Pavlin Dorothy J, Pavlin Edward G, Horvath Karen D, Amundsen Laurie B, Flum David R, Roesen Kristine
Department of Anesthesiology, University of Washington School of Medicine, Seattle, WA, USA.
Anesth Analg. 2005 Jul;101(1):83-9, table of contents. doi: 10.1213/01.ANE.0000155958.13748.03.

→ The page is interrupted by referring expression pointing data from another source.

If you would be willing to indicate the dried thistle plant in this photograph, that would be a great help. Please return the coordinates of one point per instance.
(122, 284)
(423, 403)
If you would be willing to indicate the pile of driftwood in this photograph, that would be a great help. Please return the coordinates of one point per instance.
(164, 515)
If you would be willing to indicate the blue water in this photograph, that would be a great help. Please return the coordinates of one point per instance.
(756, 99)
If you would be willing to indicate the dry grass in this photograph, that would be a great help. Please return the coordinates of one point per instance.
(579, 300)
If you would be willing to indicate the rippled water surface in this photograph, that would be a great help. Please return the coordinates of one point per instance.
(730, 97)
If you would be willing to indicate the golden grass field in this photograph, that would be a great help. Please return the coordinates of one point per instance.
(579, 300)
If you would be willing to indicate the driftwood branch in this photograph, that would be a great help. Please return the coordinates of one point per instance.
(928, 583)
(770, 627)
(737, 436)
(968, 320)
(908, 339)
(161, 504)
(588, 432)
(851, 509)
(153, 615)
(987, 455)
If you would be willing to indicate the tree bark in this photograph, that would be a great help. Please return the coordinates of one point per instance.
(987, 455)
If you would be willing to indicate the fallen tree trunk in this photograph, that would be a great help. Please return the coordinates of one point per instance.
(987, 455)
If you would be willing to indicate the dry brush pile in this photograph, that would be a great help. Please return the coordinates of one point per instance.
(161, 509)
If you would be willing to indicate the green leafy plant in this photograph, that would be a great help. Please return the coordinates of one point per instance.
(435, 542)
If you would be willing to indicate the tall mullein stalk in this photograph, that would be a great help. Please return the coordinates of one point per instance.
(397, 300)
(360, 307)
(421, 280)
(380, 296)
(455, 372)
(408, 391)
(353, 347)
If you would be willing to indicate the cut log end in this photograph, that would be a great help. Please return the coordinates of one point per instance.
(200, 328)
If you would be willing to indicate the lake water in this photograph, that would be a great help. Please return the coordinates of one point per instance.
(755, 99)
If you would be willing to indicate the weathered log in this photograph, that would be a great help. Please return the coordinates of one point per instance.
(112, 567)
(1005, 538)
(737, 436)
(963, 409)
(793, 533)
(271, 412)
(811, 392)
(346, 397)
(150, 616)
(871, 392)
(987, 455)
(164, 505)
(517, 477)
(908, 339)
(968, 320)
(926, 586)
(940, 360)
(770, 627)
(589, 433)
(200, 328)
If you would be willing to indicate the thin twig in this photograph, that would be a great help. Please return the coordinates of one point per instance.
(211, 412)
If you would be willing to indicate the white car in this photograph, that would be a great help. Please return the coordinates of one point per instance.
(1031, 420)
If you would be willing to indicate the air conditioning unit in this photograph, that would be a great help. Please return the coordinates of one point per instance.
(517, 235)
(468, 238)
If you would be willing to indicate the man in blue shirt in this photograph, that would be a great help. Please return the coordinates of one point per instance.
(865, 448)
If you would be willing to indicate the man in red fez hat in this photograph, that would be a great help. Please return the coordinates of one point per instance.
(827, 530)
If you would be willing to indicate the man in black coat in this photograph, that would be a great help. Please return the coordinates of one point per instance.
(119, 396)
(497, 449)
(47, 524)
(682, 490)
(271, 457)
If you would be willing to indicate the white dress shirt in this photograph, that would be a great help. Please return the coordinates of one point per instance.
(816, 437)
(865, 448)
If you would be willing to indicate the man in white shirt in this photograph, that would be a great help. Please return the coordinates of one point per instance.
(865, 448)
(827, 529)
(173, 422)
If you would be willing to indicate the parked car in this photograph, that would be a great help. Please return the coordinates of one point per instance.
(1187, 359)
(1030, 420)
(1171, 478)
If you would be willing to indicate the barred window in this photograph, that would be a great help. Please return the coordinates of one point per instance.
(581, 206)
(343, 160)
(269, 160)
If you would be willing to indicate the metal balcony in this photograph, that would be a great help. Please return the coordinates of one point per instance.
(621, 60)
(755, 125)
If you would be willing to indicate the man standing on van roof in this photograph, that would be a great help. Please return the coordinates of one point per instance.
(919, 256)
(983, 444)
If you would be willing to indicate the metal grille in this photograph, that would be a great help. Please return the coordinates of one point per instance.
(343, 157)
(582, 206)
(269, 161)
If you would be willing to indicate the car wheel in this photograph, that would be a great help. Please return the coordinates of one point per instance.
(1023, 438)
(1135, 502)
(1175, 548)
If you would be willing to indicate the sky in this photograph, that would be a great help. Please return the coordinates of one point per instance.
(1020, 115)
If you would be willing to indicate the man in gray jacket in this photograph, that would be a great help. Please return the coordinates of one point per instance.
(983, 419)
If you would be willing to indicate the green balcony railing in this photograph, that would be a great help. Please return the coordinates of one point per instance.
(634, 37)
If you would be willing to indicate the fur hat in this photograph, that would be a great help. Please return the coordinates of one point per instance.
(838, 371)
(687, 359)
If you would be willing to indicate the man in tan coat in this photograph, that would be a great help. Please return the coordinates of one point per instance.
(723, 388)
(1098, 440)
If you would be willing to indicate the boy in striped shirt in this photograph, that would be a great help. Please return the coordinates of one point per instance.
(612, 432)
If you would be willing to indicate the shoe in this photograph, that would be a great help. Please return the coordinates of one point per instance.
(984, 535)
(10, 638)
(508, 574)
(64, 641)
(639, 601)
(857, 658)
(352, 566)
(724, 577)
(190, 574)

In this study, we compared pain scores after inguinal herniorrhaphy in patients treated by preincisional local anesthetic field block (PL), or PL combined with perioperative rofecoxib, with controls who received standard care. Seventy-five patients having herniorrhaphy under general anesthesia were randomly assigned to receive a placebo pill preoperatively, and for 5 days postoperatively (CONT); preoperative bupivacaine field block and perioperative placebo (PL); preoperative field block plus rofecoxib, 50 mg preoperatively and for 5 days postoperatively (PLR). Bupivacaine infiltration in the wound at closure, IV fentanyl and acetaminophen/oxycodone were administered postoperatively to all. Discharge time, pain scores (0-10), analgesic use, and satisfaction scores (1-6) were compared using analysis of variance. PLR patients had lower maximum pain scores (worst pain) in the postanesthesia care unit (3.7 versus 5.3, P = 0.02) and at 24 h (5.3 versus 6.8, P = 0.03), were discharged 38 min sooner (P = 0.01), required 28% less oxycodone 0-24 h after discharge (P = 0.04), and reported higher satisfaction scores compared with CONT. Pain in PL was less than CONT for 30 min. There were no differences among the 3 groups after 24 h postoperatively. We conclude that perioperative rofecoxib with PL reduces in-hospital recovery time, decreases pain scores and opioid use, and improves satisfaction scores in the first 24 h after surgery.
在本研究中,我们比较了接受切口前局部麻醉区域阻滞(PL)或PL联合围手术期罗非昔布治疗的腹股沟疝修补术后患者的疼痛评分,与接受标准护理的对照组。75例在全身麻醉下进行疝修补术的患者被随机分配,术前及术后5天接受安慰剂丸(CONT);术前布比卡因区域阻滞及围手术期安慰剂(PL);术前区域阻滞加罗非昔布,术前50 mg及术后5天(PLR)。所有患者术后均在伤口闭合时给予布比卡因浸润、静脉注射芬太尼及对乙酰氨基酚/羟考酮。采用方差分析比较出院时间、疼痛评分(0 - 10)、镇痛药物使用及满意度评分(1 - 6)。PLR组患者在麻醉后护理单元的最大疼痛评分(最严重疼痛)较低(3.7对5.3,P = 0.02),24小时时也较低(5.3对6.8,P = 0.03),出院时间早38分钟(P = 0.01),出院后0 - 24小时所需羟考酮减少28%(P = 0.04),且与CONT组相比满意度评分更高。PL组在术后30分钟时疼痛程度低于CONT组。术后24小时后三组之间无差异。我们得出结论,围手术期罗非昔布联合PL可缩短住院恢复时间,降低疼痛评分及阿片类药物使用量,并提高术后24小时内的满意度评分。